I am administering an estate for an intestate who died a year ago. The deceased had a complicated estate with some assets overseas and others subject to a dispute which has not yet been resolved.The estate did not liquid assets the sons borrowed money to pay the IHT. There is a mortgage which was payable on an interest only basis.

The bank has issued proceedings even if the Grant has been obtained this month. They have refused to cash the cheque discharging the interest. They say that the power of sale has arisen. They did not freeze the interest when they were notified of the deceased’s death by the son and so interest continued to accrue. They refused any offers for payment until letters of administration were obtained.
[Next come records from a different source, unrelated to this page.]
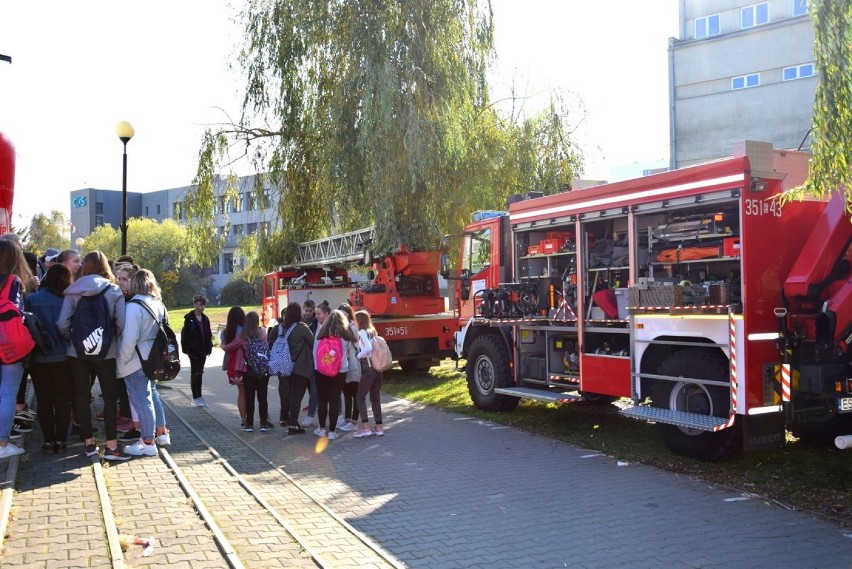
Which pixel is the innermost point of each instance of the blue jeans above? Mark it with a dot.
(313, 395)
(145, 399)
(10, 380)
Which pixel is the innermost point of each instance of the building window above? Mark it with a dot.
(745, 81)
(707, 26)
(798, 72)
(755, 15)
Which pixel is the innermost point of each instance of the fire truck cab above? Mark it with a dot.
(667, 290)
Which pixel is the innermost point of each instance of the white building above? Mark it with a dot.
(740, 71)
(91, 208)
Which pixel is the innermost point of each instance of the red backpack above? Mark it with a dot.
(16, 342)
(329, 356)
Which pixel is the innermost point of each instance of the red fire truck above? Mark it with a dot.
(400, 291)
(722, 314)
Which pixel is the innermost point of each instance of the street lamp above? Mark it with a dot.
(124, 130)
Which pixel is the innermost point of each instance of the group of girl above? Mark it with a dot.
(353, 333)
(62, 377)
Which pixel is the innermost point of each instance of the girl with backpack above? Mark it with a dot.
(92, 317)
(350, 388)
(234, 362)
(300, 343)
(135, 344)
(12, 266)
(371, 378)
(331, 366)
(256, 377)
(52, 379)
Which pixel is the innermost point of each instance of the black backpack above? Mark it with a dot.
(163, 362)
(92, 327)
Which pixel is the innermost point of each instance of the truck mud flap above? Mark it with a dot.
(677, 418)
(540, 394)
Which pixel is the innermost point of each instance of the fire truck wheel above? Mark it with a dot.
(487, 369)
(696, 398)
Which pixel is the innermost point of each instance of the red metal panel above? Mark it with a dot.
(606, 375)
(713, 176)
(772, 238)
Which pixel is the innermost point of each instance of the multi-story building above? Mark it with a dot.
(91, 208)
(740, 71)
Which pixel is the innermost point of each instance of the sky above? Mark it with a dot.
(78, 68)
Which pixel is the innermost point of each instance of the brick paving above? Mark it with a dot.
(438, 491)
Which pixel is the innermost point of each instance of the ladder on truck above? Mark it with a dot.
(338, 249)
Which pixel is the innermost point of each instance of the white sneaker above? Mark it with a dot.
(141, 449)
(10, 450)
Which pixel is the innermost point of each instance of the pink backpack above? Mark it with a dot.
(329, 355)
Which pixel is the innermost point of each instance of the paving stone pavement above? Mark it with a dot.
(438, 491)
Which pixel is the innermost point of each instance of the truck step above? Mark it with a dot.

The mortgage conditions do not state that they will only communicate with the estate when letters of administration are obtained. The property has more than enough equity to discharge their liability. The Hearing is taking place soon. Can we argue that they are being unreasonable by refusing negotiate with the Personal Representatives? The property is already on the market. Will the mortgage protocol assist my client in resisting the mortgage possession application?

Elizabeth Middleton
Elizabeth Middleton Solicitors

Whilst I can understand the bank refusing to negotiate, or accept payment in settlement until a grant has been obtained and the bank is able to comply with its anti-money laundering procedures, including source of funds, it does seem harsh to proceed with a repossession application. It will not only be the costs of the application that are added to the debt, but also the costs of the LPA receiver (which can be substantial).

I suggest a detailed plan for the marketing of the property and repayment of the outstanding debt should be prepared, and shared with the bank ASAP, to enable it to consider how, and if, it might proceed. The plan might specifically address the issue of the accruing interest as, if the bank can be shown to be in no worse position than when the deceased was alive, a court may be willing to allow the PRs more latitude than the bank is seeking.

I read a report recently, where a debtor objected to a bankruptcy petition on the basis that they had tendered payment, but that had been refused. The judge decided that it was for the creditor to decide how they wanted to pursue the debt, and dismissed the debtor’s application for the petition to be struck out. That case could have had peculiar facts, but is perhaps a reminder that once a debtor is in default, the creditor often has the stronger hand.